Más allá del calendario: El homenaje eterno a mamá.
El amor no tiene calendario, pero el mundo hoy se pone de acuerdo
Este lunes 11 de mayo, con la emoción a flor de piel, abrimos nuestra edición especial. Ayer domingo, en el Perú y en muchos otros rincones del planeta, celebramos el segundo domingo de mayo, ese día bendito dedicado a mamá. Sin embargo, en el mundo del turismo y las culturas sabemos que no en todos los países se celebra igual: algunos ya lo hicieron a inicios de mes, otros lo harán en las próximas semanas, y hay quienes esperan hasta el final del año.

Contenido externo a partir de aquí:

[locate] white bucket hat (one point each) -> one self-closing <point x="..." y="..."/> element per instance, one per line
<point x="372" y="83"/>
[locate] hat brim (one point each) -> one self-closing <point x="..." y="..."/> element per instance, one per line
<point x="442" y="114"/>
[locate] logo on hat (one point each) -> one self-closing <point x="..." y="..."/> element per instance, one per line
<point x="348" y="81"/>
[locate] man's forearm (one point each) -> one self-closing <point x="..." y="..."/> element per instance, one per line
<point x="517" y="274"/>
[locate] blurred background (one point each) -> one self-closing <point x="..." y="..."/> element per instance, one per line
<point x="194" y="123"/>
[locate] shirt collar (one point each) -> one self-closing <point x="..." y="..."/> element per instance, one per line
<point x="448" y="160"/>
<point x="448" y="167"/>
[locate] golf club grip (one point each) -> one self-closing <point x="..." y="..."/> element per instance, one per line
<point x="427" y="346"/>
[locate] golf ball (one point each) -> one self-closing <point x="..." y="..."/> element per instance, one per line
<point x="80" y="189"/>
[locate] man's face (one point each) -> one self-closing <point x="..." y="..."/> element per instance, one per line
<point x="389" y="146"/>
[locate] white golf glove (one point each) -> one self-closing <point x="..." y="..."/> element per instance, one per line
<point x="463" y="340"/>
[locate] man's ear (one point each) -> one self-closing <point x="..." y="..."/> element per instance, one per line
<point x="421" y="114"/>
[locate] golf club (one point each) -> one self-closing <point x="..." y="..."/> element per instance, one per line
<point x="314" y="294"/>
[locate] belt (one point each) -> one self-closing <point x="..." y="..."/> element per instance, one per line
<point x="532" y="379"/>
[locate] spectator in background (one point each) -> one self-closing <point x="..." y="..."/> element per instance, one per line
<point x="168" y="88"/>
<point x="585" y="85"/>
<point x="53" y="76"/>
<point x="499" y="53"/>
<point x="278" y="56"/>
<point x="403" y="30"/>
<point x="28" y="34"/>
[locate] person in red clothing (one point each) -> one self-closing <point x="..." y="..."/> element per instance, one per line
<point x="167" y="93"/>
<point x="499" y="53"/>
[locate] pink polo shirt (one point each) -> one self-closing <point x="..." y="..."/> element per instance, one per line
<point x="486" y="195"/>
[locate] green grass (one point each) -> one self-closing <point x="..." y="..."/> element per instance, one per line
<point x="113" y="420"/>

Pero si algo nos queda claro en «TuristamagazineDestinos», es que el significado, la fuerza y el impacto de una madre están vigentes todos los días del año, sin importar lo que marque el calendario.
Por eso, hoy lunes queremos prolongar el festejo y rendirles un homenaje a las que pasaron el domingo cocinando, a las que salieron a disfrutar, y sobre todo a las que multiplican su tiempo para darnos lo mejor.
Los invitamos a leer nuestra reflexión central. Pasen, lean y recuerden con nosotros por qué ellas siguen siendo la armonía del mundo.
La armonía que sostiene nuestras vidas
Como bien decía el Papa Francisco: “La mujer es la armonía, es la poesía, es la belleza. Sin ella, el mundo no sería así de hermoso, no sería armónico. Me gusta pensar que Dios creó a la mujer para que todos nosotros tuviéramos una madre”. Y cuánta razón tiene; ellas son el eje que mantiene el equilibrio en nuestras vidas.
Cada segundo domingo de mayo la emoción nos desborda. Mirando hacia atrás, qué lejos quedaron esos años escolares donde el clavel rojo en el uniforme celebraba la vida y el clavel blanco nos recordaba la ausencia. Qué bueno que esa costumbre quedó en el pasado, pues seguramente marcó el corazón de muchos niños.
El momento en que nos toca ser el «tronco»
En lo personal, tuvimos la dicha de tener a nuestra madre casi un siglo. La perdimos hace poco más de cuatro años, y es ahí —cuando faltan papá y mamá— cuando uno siente que «creció» de verdad. Te conviertes, como se dice de forma coloquial, en el «tronco» de la familia, aunque siempre surge esa hermana con el don de convocatoria que nos mantiene unidos a todos los hermanos.
Adiós a las licuadoras: la revolución de mamá
Pero hablemos de la realidad de hoy: ¡las madres han evolucionado! Ya se acabaron esos tiempos donde el regalo ideal era una licuadora o una plancha, y la pobre mamá terminaba trabajando más que nunca atendiendo a todo el familión en casa.
Hoy las madres son empoderadas y exigentes. Aunque los encartes de los periódicos y en las redes sociales sigan bombardeándonos con artículos para el hogar, las mamás modernas han puesto la puntería en su propia belleza y bienestar. Han aprovechado los cierrapuertas y las ofertas de «2×1» para hacer trizas las tarjetas de crédito, ¡y bien hecho! Se lo merecen todo.
Auténticas «Wonder Woman» en acción
La madre de hoy es una auténtica «Wonder Woman»: es multitasking, trabaja, estudia, crías y, además, se las arregla para estar siempre radiante. Por eso, este domingo ellas no quieren cocinar; quieren disfrutar.
Conversando con mi buena amiga Tibisay Monsalve (ex gerente de la Sociedad de Hoteles, además de madre y abuela), coincidíamos en algo: cuando pensamos en salir a comer, solemos mirar solo los restaurantes de siempre y olvidamos que los hoteles tienen chefs de primera categoría y una atención exquisita. Si quieren una experiencia realmente especial y sin el caos habitual, los hoteles son nuestra recomendación con conocimiento de causa.
Un brindis por el amor que no conoce de biología
Un feliz día a todas mis amigas, madres, abuelas y también a esas tías que, sin haber traído un hijo al mundo, han criado con amor a sobrinos y ahijados. Ser madre es un acto de entrega, no solo de biología.
Gracias por seguirnos en este portal durante casi 17 años. Celebren como se debe, ojalá en la paz de un buen hotel, y ya me contarán la experiencia… ¡No se arrepentirán!
¡Feliz día a todas las madres, nuestras Wonder Woman de hoy!